Zanes, a musician and rock journalist, wrote the definitive story of Nebraska, and Cooper optioned it almost immediately, after a visit in New Jersey with Springsteen, Zanes, and Springsteen’s longtime agent and confidant Jon Landau.
Nebraska, Springsteen’s first album without the E Street Band, was released in between The River (1980) and Born in the U.S.A. (1984), the two albums that would make him a global superstar. Recorded in a rented house on a pro-sumer 4-track recorder, the songs of Nebraska were originally supposed to be demos. Springsteen brought them to the band, but ultimately couldn’t capture the desolation of the songs in the “electric” recordings.

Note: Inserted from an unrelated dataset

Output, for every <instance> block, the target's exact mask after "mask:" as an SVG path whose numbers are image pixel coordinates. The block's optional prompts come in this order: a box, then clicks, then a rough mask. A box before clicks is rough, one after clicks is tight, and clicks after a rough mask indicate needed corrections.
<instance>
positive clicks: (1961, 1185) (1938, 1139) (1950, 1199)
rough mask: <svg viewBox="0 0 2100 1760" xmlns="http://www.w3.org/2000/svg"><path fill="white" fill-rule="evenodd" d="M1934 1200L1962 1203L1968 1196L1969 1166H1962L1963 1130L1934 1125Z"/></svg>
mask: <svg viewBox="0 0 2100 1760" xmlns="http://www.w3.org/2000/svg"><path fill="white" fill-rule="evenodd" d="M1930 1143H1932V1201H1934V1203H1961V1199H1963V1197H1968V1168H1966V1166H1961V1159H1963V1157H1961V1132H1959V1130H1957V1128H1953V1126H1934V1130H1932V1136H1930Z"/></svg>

After sending the band home and struggling with a solo record, Springsteen ultimately released the demo tape instead, creating a unique and striking sound that was unlike anything Springsteen had recorded before.
For decades, Springsteen’s fans have asked for a peek behind the curtain at “Electric Nebraska,” the E Street recording sessions that would, presumably, give a wildly different take on the record’s songs. Springsteen maintained that those recordings had long since been discarded, and that their existence was essentially an urban legend. With the movie looming, though, he went digging around in the vaults and actually found something.
Nebraska ’82: Expanded Edition will include a remastered version of Nebraska, a disc of the E Street Band’s Nebraska sessions titled Electric Nebraska, a number of other outtakes from the record, and a video of Springsteen performing the songs, solo and acoustic, in an empty theater in 2025.